Empirical Analysis of Ranking Models for an Adaptable Dataset Search

NEVES, A. B. ; GUERRA, R. ; Leme, L. A P. P. ; LOPES, G. R. ; NUNES, B. P. ; CASANOVA, Marco A. . Empirical Analysis of Ranking Models for an Adaptable Dataset Search. In: The Semantic Web – 15th International Conference, ESWC 2018, 2018, Heraklion. Berlin Heidelberg.

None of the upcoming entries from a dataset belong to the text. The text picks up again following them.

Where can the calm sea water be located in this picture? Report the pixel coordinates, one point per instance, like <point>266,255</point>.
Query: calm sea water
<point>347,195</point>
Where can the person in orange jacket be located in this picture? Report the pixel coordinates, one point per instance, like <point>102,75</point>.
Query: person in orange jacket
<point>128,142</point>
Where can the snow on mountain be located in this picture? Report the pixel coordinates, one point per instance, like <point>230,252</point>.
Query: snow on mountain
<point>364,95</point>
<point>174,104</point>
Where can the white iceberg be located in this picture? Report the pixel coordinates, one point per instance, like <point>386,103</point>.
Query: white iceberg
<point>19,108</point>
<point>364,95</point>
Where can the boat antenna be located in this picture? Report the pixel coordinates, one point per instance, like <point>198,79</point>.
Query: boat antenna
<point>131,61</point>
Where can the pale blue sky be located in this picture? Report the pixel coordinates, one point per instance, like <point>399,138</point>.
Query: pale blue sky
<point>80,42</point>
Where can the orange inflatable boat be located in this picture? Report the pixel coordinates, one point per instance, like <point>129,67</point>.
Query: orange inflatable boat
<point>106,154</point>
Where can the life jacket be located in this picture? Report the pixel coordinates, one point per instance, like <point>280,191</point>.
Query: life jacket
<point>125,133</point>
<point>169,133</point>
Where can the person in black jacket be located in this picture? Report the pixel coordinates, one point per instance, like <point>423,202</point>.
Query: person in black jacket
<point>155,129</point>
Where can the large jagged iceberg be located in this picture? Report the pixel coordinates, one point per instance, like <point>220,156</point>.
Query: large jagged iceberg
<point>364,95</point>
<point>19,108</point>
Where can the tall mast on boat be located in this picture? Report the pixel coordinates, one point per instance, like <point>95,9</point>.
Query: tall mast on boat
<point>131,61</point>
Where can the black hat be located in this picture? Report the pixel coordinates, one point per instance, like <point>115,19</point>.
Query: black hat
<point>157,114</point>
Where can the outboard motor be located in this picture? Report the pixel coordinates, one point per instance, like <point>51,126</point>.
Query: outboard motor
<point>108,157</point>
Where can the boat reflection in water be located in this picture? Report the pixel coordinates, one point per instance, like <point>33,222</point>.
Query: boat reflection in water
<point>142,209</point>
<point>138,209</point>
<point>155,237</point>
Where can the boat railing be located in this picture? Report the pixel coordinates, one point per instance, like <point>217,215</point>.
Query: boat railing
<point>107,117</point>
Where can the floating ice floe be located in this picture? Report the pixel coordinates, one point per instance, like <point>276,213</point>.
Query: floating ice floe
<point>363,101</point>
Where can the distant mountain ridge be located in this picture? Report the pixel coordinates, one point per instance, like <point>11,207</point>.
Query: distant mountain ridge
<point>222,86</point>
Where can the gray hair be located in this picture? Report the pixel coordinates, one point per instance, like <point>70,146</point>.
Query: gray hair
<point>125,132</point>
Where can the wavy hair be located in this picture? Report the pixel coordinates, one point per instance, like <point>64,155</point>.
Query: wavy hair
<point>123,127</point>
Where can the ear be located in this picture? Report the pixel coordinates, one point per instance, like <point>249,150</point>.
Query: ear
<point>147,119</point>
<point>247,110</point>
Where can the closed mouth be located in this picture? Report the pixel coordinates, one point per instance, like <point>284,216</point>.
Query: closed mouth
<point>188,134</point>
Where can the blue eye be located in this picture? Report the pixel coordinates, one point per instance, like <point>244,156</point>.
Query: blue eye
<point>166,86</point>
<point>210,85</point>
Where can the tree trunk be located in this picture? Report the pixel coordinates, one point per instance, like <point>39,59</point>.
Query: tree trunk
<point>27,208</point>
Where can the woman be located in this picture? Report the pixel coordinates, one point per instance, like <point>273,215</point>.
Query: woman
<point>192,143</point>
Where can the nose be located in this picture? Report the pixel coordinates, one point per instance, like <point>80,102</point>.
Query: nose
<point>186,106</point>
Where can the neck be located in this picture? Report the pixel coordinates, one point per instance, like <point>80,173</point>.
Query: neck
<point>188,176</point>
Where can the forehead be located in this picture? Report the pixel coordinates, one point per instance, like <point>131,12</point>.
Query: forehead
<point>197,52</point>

Berlin: Springer, 2018. p. 50-64. doi: 10.1007/978-3-319-93417-4_4

Empirical Analysis of Ranking Models for an Adaptable Dataset Search

Authors

Angelo B. Neves (UFF)
Rodrigo G. G. de Oliveira (UFF)
Luiz André P. Paes Leme (UFF)
Giseli Rabello Lopes (UFRJ)
Bernardo P. Nunes (PUC-Rio & UNIRIO)
Marco A. Casanova (PUC-Rio)

Abstract

Currently available datasets still have a large unexplored potential for interlinking. Ranking techniques contribute to this task by scoring datasets according to the likelihood of finding entities related to those of a target dataset. Ranked datasets can be either manually selected for standalone linking discovery tasks or automatically inspected by programs that would go through the ranking looking for entity links. This work presents empirical comparisons between different ranking models and argues that different algorithms could be used depending on whether the ranking is manually or automatically handled and, also, depending on the available metadata of the datasets. Experiments indicate that ranking algorithms that performed best with nDCG do not always have the best Recall at Position k, for high recall levels. The best ranking model for the manual use case (with respect to nDCG) may need 13% more datasets for 90% of recall, i.e., instead of just a slice of 34% of the datasets at the top of the ranking, reached by the best model for the automatic use case (with respect to recall@k), it would need almost 47% of the ranking.

Keywords:

Linked Data, Entity linking, Recommendation, Dataset, Ranking, Empirical evaluation

doi: 10.1007/978-3-319-93417-4_4